Di laga ini, Madrid memang mendominasi pertandingan dengan penguasaan bola 58 persen berbanding 42 persen. Hanya saja, tim tamu memiliki peluang lebih banyak dengan 20 tembakan dan enam di antaranya mengenai target.
Walau demikian, Madrid bermain lebih efisien dan efektif. Dengan 11 “shots” dan lima di antaranya “on target” Madrid bisa mengkonversi sebagian besarnya menjadi gol. Inilah yang menjadi keunggulan lain dari Madrid.
Tidak mengherankan bila Madrid sudah mengemas 81 poin dari 34 laga. Los Merengues unggul 17 poin dari Sevilla di posisi kedua dan 18 poin dari Barcelona.
Tim yang disebutkan terakhir adalah pesaing mereka dari musim ke musim. Namun, situasi berbeda di musim ini. Krisis yang mendera baik finansial maupun kepergian pemain bintang seperti Lionel Messi membuat tim asal Catalonia itu terjerembab dalam jurang krisis.

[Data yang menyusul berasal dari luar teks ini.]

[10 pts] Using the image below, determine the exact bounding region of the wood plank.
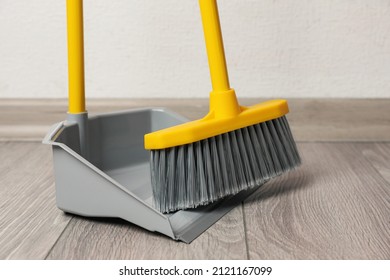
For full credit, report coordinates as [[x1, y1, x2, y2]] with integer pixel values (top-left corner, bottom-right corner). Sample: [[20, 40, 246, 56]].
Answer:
[[0, 142, 70, 259], [0, 98, 390, 141], [244, 143, 390, 259], [362, 143, 390, 183], [48, 206, 247, 259]]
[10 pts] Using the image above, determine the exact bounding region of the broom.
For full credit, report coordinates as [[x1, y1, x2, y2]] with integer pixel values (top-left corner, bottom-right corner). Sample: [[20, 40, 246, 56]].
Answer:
[[145, 0, 300, 213]]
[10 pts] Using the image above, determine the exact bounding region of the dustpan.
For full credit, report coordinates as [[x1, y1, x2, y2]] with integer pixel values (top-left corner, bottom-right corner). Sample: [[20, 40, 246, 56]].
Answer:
[[43, 0, 266, 243]]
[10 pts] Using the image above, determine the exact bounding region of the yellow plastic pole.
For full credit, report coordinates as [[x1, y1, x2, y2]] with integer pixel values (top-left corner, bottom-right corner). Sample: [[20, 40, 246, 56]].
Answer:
[[199, 0, 230, 92], [66, 0, 85, 114]]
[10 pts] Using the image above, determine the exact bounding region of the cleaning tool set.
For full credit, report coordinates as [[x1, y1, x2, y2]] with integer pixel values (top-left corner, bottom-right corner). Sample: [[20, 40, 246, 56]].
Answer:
[[43, 0, 276, 243], [43, 0, 299, 243], [145, 0, 300, 213]]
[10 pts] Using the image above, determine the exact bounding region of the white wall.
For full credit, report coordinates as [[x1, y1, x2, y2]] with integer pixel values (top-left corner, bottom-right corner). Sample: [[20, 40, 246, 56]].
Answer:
[[0, 0, 390, 98]]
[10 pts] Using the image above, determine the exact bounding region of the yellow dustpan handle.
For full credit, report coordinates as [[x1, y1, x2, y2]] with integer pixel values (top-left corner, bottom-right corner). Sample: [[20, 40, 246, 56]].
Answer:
[[66, 0, 85, 114], [199, 0, 241, 118]]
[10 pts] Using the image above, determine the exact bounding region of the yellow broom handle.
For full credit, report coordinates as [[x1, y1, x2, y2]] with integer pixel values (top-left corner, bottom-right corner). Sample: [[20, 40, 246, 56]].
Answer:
[[66, 0, 85, 114], [199, 0, 230, 92]]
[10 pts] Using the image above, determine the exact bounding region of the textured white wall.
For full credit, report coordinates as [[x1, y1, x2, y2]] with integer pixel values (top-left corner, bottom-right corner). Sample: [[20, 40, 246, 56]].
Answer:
[[0, 0, 390, 98]]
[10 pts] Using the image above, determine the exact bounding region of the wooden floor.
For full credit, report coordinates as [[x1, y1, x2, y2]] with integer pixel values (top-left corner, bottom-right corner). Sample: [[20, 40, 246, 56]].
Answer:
[[0, 100, 390, 259]]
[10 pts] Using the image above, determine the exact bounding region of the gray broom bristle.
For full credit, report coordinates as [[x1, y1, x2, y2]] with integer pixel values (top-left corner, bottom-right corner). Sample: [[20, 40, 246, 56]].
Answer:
[[150, 116, 301, 213]]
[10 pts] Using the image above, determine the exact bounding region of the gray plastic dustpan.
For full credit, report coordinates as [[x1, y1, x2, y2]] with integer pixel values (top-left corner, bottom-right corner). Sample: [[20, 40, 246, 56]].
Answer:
[[43, 108, 264, 243]]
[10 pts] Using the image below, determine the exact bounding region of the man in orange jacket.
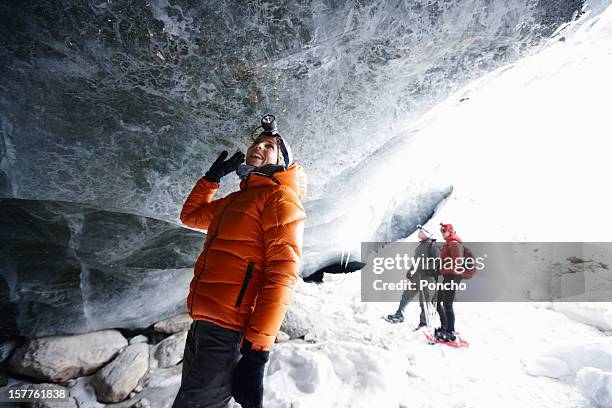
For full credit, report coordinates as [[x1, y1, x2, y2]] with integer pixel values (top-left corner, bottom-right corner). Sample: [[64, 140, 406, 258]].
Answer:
[[173, 115, 306, 408]]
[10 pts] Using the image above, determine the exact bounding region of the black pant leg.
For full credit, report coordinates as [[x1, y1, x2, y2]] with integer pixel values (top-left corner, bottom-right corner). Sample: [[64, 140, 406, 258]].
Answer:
[[172, 320, 242, 408]]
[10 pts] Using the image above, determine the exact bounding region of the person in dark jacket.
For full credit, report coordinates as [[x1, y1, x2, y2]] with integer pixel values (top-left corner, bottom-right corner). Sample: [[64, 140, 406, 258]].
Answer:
[[435, 224, 463, 341], [386, 228, 440, 330]]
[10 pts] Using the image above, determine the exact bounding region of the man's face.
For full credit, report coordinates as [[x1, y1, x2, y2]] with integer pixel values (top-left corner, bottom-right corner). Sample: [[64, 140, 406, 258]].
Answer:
[[246, 136, 278, 167]]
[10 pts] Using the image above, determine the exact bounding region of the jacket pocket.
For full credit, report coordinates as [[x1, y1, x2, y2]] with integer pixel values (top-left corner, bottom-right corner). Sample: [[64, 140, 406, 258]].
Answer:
[[234, 262, 255, 307]]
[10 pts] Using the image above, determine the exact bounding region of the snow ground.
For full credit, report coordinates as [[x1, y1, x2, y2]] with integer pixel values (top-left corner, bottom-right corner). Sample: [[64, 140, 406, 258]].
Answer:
[[266, 272, 612, 408], [266, 2, 612, 408]]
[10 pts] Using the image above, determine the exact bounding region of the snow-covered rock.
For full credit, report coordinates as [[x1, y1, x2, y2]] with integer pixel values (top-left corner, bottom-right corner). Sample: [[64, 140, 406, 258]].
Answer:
[[576, 367, 612, 408], [129, 334, 149, 344], [10, 330, 128, 382], [91, 343, 149, 402], [151, 331, 188, 368], [153, 313, 193, 334], [135, 364, 183, 392], [274, 330, 289, 343], [552, 302, 612, 331], [264, 342, 405, 408]]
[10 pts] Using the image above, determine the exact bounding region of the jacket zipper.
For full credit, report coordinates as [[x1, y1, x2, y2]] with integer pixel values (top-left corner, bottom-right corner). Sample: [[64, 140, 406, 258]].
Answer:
[[235, 262, 254, 307], [189, 193, 238, 313]]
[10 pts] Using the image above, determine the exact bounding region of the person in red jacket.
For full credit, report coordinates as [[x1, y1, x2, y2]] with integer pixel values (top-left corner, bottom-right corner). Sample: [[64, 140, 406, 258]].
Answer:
[[435, 224, 463, 341], [173, 116, 306, 408]]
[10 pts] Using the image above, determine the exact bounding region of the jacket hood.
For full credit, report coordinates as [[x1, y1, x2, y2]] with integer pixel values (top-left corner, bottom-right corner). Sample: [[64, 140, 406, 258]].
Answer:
[[444, 234, 463, 243], [240, 163, 307, 200]]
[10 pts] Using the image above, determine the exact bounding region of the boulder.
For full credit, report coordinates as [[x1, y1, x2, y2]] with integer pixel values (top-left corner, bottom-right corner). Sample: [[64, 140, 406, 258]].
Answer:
[[153, 313, 193, 334], [152, 331, 188, 368], [9, 330, 127, 382], [140, 364, 183, 392], [275, 330, 289, 343], [28, 384, 78, 408], [130, 334, 149, 344], [91, 343, 149, 402], [0, 340, 19, 365]]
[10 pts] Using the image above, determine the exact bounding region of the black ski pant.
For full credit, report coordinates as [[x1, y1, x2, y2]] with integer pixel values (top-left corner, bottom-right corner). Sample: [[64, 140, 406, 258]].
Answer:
[[437, 275, 461, 332], [395, 272, 438, 325], [172, 320, 242, 408]]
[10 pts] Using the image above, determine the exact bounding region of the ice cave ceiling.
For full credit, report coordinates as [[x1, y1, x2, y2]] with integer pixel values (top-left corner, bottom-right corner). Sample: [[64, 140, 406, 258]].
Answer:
[[0, 0, 583, 335]]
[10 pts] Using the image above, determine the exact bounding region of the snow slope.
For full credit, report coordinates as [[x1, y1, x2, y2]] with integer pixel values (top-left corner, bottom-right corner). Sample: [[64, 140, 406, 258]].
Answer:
[[266, 2, 612, 408]]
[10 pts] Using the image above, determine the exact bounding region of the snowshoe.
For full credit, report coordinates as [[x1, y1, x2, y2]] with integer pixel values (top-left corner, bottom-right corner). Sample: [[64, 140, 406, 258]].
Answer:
[[384, 314, 404, 323], [423, 328, 469, 348], [412, 323, 427, 331]]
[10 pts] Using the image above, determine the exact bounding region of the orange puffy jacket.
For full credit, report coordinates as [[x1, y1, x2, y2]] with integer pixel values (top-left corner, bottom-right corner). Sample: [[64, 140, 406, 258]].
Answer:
[[181, 163, 306, 350]]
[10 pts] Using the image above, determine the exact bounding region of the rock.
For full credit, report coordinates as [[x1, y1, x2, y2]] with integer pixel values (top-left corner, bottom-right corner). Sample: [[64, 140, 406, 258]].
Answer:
[[0, 198, 196, 338], [9, 330, 127, 382], [90, 343, 149, 402], [28, 384, 78, 408], [62, 378, 77, 388], [567, 256, 593, 264], [275, 330, 289, 343], [153, 313, 193, 334], [152, 331, 187, 368], [139, 364, 183, 389], [134, 398, 151, 408], [130, 334, 149, 344], [0, 340, 19, 365]]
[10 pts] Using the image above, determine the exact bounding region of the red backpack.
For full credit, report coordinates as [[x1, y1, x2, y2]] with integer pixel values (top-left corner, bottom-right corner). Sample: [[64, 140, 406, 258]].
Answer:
[[461, 245, 477, 279]]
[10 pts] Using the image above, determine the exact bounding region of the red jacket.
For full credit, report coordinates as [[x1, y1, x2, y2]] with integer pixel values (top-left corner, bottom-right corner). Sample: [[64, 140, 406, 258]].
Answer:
[[440, 234, 463, 276], [181, 163, 306, 350]]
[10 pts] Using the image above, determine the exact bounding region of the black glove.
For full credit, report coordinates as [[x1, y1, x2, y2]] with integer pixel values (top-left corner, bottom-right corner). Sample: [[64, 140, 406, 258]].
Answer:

Tidak heran bila Blaugrana tak bisa mengawali musim dengan baik. Namun, tim itu berhasil membenahi diri seiring berjalannya waktu.
Sayangnya, Barcelona belum mampu memberi tekanan kepada Madrid yang seperti tanpa hambatan sejak awal musim.
Inkonsistensi para rival seperti Sevilla, Barcelona, hingga Atletico Madrid seakan membuka jalan bagi Madrid untuk merebut mahkota gelar.
"Grand Slam" Ancelotti
Selain konsistensi penampilan para pemain seperti Benzema yang seperti tak pernah berhenti mencetak gol, gelar LaLiga ini tidak lepas dari campur tangan sang juru taktik.
Ya, sulit membayangkan kemenangan demi kemenangan Madrid tanpa sosok pelatih asal Italia itu. Dengan jam terbangnya yang sudah sedemikian tinggi, ia bisa memberikan kepercayaan diri dan memastikan keseimbangan tim tetap terjaga.
Ancelotti adalah pelatih yang paling memahami seluk beluk Madrid. Kepergian Zinedine Zidane pada musim panas lalu, membuat Ancelotti tak segan meninggalkan Everton yang baru 18 bulan ditangani untuk kembali ke Madrid.